In FY2021, (1)We confirmed that alternatively spliced androgen receptor (lacking ligand binding domain with which Hsp90 interacts) interacts with and remains dependent on Hsp40 and Hsp70 for stability and transcriptional activity. Further, we showed that targeting the Hsp40/Hsp70 chaperone axis is a novel strategy to treat castration-resistant prostate cancer that has become resistant to standard antiandrogen therapy. (2) We identified a multichaperone complex in mitochondria comprised of Trap1, Hsp60 and mitochondrial Hsp70 as a regulator of oxidative phosphorylation and ATP synthase-mediated ATP production. Assembly of the multichaperone complex is sensitive to mitochondrial ATP level. We identified multiple subunits of ATP synthase and numerous electron transport chain components as Trap1 interactors (potential clients), and we demonstrated that Trap1 knockout leads to increased oxidative phosphorylation and a strong preference for glutamine as the primary carbon source for the TCA cycle. (3) We also demonstrated that Hsp70 inhibition blocked both heat-induced and Hsp90 inhibitor-potentiated HSF1 activation and transcriptional activity by causing the destabilization of HSF1. We showed that Hsp70 bound to both HSF1 monomers (inactive) and trimers (active).

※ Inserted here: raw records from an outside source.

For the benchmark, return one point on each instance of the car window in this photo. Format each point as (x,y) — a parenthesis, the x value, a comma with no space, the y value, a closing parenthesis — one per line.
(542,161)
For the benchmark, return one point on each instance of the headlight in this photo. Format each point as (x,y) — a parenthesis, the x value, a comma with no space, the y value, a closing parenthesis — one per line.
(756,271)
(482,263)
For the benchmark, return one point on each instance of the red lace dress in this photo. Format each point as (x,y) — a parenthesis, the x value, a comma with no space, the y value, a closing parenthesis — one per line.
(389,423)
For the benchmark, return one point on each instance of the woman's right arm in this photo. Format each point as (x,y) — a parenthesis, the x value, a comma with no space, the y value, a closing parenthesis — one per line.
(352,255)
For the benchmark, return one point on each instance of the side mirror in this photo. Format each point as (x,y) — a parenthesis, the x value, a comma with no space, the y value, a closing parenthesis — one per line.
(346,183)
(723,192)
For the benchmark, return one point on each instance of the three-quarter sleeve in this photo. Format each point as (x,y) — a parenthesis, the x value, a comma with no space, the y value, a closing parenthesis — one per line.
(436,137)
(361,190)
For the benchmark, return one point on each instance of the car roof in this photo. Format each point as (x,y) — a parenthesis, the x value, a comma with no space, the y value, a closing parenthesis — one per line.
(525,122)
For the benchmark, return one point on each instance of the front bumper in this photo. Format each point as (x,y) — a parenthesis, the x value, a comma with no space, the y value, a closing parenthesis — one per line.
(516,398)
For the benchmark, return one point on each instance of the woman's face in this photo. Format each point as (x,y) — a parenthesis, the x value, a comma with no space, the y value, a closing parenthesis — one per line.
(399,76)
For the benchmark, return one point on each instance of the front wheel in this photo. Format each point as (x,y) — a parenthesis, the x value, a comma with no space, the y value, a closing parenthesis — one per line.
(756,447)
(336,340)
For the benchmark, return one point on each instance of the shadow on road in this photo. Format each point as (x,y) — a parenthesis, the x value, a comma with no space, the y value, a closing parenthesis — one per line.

在2021财年，(1)我们证实了选择性剪接的雄激素受体（缺乏与Hsp90相互作用的配体结合结构域）与Hsp40和Hsp70相互作用，并仍然依赖于Hsp40和Hsp70来维持稳定性和转录活性。此外，我们发现靶向Hsp40/Hsp70伴侣轴是一种治疗去势抵抗性前列腺癌的新策略，这种前列腺癌已经对标准抗雄激素治疗产生了耐药性。(2)我们在线粒体中发现了一个由Trap1、Hsp60和线粒体Hsp70组成的多伴侣复合体，作为氧化磷酸化和ATP合成酶介导的ATP生成的调节剂。多伴侣复合物的组装对线粒体ATP水平敏感。我们确定了ATP合成酶的多个亚基和许多电子传递链组分作为Trap1相互作用物（潜在客户），我们证明了Trap1敲除导致氧化磷酸化增加，并强烈倾向于谷氨酰胺作为TCA循环的主要碳源。(3)我们还证明了Hsp70抑制通过引起HSF1的不稳定来阻断热诱导和Hsp90抑制剂增强的HSF1激活和转录活性。我们发现Hsp70可以结合HSF1单体（非活性）和三聚体（活性）。